The deportations led to the rapid ethnic assimilation of Ingrian Finns. After 1956, return to Ingria was officially allowed but made unfeasible in practice; as a result, many settled in the nearby Finnic regions of Estonia and Karelia. By 1970, the Ingrian Finn population decreased by 50,000 people, a 43% decline from the 1928 population, which political scientist Rein Taagepera described as a "clear case of genocide". In 1989 there were 18,000 Finns in Ingria and Leningrad, and a total of 67,813 in the Soviet Union, with only 34.7% declaring Finnish as their main language. Ingrian and other Finns were not differentiated in the official census. The Soviet Union was silent about the Ingrians and they did not officially exist.

It was not until the dissolution of the Soviet Union in 1990 that Russia sought to improve their situation with new legislation. President Boris Yeltsin rehabilitated Russian Finns and some other groups as persecuted peoples. In addition to killings, the concept of genocide included mass deportations. However, the Russian state did little for the victims of the persecution. Few received significant compensation or their property back. Attempts began to revive Ingrian Finnish cultural life in Ingria, but at the same time, many Ingrian Finns moved to Finland.

Starting from 1990, Finland facilitated the return of Ingrian Finns to Finland under the leadership of President Mauno Koivisto. Although Koivisto initially expected mainly elderly Finnish speakers to arrive, the resettled population largely consisted of working-age, Russian-speaking individuals. Over 30,000 Ingrian Finns and their families relocated to Finland.
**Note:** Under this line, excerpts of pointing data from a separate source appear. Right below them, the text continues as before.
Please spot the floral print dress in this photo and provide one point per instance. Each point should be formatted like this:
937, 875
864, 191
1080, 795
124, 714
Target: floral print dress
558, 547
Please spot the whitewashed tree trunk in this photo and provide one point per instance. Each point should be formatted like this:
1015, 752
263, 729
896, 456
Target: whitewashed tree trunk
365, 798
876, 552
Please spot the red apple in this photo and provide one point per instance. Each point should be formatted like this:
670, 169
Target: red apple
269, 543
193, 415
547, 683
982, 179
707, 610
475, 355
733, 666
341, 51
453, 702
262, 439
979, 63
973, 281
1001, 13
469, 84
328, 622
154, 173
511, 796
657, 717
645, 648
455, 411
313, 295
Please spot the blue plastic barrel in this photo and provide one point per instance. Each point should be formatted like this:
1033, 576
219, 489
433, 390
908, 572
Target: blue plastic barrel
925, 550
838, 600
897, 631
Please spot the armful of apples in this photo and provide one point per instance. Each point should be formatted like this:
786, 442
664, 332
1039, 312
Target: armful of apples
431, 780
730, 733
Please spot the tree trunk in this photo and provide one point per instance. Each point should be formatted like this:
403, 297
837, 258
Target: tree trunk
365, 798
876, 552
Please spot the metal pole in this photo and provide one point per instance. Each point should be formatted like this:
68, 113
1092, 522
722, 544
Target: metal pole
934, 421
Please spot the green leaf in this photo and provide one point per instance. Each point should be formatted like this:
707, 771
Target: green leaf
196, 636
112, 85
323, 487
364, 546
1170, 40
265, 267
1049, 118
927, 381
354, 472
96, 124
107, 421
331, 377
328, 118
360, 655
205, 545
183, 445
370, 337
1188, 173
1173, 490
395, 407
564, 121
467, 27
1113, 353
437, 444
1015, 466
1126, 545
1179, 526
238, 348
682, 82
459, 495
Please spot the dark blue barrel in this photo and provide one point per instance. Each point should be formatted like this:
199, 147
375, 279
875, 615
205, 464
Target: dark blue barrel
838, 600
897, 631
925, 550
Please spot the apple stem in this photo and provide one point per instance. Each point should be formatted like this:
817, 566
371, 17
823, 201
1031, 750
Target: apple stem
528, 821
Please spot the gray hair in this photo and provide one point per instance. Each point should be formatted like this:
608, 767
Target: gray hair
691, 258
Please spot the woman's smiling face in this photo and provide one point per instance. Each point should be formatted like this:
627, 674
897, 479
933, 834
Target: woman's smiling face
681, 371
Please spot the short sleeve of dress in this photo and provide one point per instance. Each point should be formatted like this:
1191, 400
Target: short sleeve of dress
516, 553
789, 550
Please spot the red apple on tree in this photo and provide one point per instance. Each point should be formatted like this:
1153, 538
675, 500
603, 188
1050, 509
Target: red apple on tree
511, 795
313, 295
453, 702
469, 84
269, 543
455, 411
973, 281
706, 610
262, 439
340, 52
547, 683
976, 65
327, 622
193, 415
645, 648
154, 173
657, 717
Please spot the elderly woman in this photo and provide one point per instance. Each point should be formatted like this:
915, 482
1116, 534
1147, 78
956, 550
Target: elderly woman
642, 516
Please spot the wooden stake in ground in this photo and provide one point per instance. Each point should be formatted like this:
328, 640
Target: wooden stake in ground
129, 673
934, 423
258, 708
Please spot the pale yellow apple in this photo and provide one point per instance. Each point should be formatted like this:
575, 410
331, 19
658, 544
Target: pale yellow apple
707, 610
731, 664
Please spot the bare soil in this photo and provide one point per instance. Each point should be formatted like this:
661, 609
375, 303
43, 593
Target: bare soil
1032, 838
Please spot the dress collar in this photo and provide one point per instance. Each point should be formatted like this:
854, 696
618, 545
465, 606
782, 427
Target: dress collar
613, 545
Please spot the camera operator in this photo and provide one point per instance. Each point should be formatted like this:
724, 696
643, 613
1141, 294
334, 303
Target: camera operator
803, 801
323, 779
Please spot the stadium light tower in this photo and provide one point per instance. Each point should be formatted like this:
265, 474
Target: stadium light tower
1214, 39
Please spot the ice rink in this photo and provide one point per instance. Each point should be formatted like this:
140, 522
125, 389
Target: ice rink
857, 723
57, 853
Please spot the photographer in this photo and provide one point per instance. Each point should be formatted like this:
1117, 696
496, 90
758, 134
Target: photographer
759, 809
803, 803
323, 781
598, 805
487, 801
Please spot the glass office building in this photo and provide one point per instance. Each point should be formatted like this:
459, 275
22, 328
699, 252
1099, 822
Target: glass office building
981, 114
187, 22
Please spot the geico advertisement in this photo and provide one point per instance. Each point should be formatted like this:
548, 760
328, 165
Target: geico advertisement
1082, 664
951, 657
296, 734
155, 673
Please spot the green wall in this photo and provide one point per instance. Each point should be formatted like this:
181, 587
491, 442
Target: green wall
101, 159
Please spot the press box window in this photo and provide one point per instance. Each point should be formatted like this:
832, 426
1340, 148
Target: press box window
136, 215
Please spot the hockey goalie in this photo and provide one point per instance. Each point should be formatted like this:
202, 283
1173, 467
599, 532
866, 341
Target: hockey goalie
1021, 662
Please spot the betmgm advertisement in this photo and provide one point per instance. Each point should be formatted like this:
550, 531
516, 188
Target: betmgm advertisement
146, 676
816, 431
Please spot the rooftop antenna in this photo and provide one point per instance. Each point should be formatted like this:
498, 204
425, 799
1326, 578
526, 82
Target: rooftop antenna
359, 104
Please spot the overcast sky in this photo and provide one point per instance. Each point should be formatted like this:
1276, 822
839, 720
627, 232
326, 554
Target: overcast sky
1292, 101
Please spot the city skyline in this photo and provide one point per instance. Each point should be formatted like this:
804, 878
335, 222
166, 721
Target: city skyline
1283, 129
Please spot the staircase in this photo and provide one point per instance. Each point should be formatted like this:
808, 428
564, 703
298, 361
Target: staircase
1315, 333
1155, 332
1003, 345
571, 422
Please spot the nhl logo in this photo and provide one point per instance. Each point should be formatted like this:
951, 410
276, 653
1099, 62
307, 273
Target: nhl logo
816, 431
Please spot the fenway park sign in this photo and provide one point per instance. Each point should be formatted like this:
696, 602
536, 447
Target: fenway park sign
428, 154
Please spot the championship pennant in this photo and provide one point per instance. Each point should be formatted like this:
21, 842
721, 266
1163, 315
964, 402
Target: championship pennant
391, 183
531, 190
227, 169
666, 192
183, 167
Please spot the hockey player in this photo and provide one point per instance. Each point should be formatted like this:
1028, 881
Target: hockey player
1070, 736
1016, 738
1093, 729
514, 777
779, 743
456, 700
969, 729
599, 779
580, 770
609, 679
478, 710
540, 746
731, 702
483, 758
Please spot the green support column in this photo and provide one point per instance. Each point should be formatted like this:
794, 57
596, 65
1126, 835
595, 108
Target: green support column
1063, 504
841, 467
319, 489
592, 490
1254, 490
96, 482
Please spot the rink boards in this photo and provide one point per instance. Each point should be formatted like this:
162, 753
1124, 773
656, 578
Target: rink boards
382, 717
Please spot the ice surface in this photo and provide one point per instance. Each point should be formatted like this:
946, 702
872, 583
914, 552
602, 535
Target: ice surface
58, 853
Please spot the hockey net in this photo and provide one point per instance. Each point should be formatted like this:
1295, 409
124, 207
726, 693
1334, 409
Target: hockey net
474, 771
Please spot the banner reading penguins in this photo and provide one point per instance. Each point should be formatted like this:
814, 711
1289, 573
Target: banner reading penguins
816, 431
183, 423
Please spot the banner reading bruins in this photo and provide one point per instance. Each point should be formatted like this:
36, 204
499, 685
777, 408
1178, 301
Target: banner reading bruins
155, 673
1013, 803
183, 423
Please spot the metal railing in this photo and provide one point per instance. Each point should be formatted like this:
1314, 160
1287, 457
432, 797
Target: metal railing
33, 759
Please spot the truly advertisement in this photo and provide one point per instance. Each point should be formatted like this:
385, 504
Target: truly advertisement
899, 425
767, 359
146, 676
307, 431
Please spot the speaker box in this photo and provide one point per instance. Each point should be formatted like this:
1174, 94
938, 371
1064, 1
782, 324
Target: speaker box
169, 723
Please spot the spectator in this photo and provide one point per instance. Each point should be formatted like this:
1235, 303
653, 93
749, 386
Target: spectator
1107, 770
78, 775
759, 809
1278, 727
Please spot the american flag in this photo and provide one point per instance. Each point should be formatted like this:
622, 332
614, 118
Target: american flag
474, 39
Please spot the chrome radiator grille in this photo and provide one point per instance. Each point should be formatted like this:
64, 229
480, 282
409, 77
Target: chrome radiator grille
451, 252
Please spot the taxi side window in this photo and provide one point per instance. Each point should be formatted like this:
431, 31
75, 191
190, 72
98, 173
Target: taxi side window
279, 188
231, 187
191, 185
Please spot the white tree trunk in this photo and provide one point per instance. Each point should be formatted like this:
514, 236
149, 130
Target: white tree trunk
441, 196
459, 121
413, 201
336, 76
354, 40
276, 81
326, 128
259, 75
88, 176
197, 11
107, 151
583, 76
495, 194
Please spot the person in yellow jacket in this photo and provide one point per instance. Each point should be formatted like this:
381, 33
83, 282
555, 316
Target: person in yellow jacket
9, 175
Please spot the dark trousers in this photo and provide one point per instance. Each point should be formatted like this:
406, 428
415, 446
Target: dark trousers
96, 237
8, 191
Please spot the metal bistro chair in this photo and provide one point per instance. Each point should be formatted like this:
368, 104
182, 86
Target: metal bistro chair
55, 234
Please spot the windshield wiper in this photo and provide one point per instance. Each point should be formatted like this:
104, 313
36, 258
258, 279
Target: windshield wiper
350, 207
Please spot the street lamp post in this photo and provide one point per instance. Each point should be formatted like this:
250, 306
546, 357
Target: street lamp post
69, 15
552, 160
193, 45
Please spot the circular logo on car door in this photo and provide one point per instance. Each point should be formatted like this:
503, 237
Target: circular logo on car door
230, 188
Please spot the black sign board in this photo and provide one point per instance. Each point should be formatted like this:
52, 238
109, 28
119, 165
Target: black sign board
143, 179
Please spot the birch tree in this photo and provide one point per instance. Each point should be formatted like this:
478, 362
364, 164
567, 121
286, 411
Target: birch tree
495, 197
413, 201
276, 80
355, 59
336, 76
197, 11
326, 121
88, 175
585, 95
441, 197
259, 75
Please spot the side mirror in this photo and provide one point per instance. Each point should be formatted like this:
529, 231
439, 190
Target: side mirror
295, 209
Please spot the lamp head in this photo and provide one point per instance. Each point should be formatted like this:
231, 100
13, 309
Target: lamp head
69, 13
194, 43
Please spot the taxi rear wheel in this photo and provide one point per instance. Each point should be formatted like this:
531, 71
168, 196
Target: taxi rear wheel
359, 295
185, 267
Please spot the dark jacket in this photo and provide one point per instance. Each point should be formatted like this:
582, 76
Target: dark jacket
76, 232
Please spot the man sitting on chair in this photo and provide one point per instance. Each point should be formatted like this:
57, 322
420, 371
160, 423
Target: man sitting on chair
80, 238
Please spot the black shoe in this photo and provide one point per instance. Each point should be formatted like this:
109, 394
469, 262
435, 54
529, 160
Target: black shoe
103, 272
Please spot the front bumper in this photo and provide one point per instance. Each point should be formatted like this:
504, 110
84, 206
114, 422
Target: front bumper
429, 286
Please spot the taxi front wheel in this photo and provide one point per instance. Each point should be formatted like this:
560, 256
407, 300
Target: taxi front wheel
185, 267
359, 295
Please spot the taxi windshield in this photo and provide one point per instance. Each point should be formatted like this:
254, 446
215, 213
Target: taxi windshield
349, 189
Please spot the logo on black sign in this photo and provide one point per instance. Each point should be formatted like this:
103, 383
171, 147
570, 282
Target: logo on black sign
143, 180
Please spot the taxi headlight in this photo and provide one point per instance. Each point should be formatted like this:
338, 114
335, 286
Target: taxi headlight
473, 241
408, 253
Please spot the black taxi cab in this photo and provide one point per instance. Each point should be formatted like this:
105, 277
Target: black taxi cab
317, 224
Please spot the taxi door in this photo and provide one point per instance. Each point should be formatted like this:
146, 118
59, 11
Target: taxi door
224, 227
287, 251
According to non-fiction writer Anni Reuter, Stalin's persecution of Finns became a topic of discussion and research in Finland only recently. She believes that the history of various Finnish groups in the Soviet Union is relatively poorly known in Finland. Reuter states that the issue seems to have been taboo for a long time, and was seldom addressed either in homes or schools. In Reuter's view, this may have been influenced by Finlandization, maintaining good relations with the Soviet Union, and the Cold War. She has emphasized the need to bring the large-scale mass deportations and persecutions experienced by Finns into school teaching and public awareness.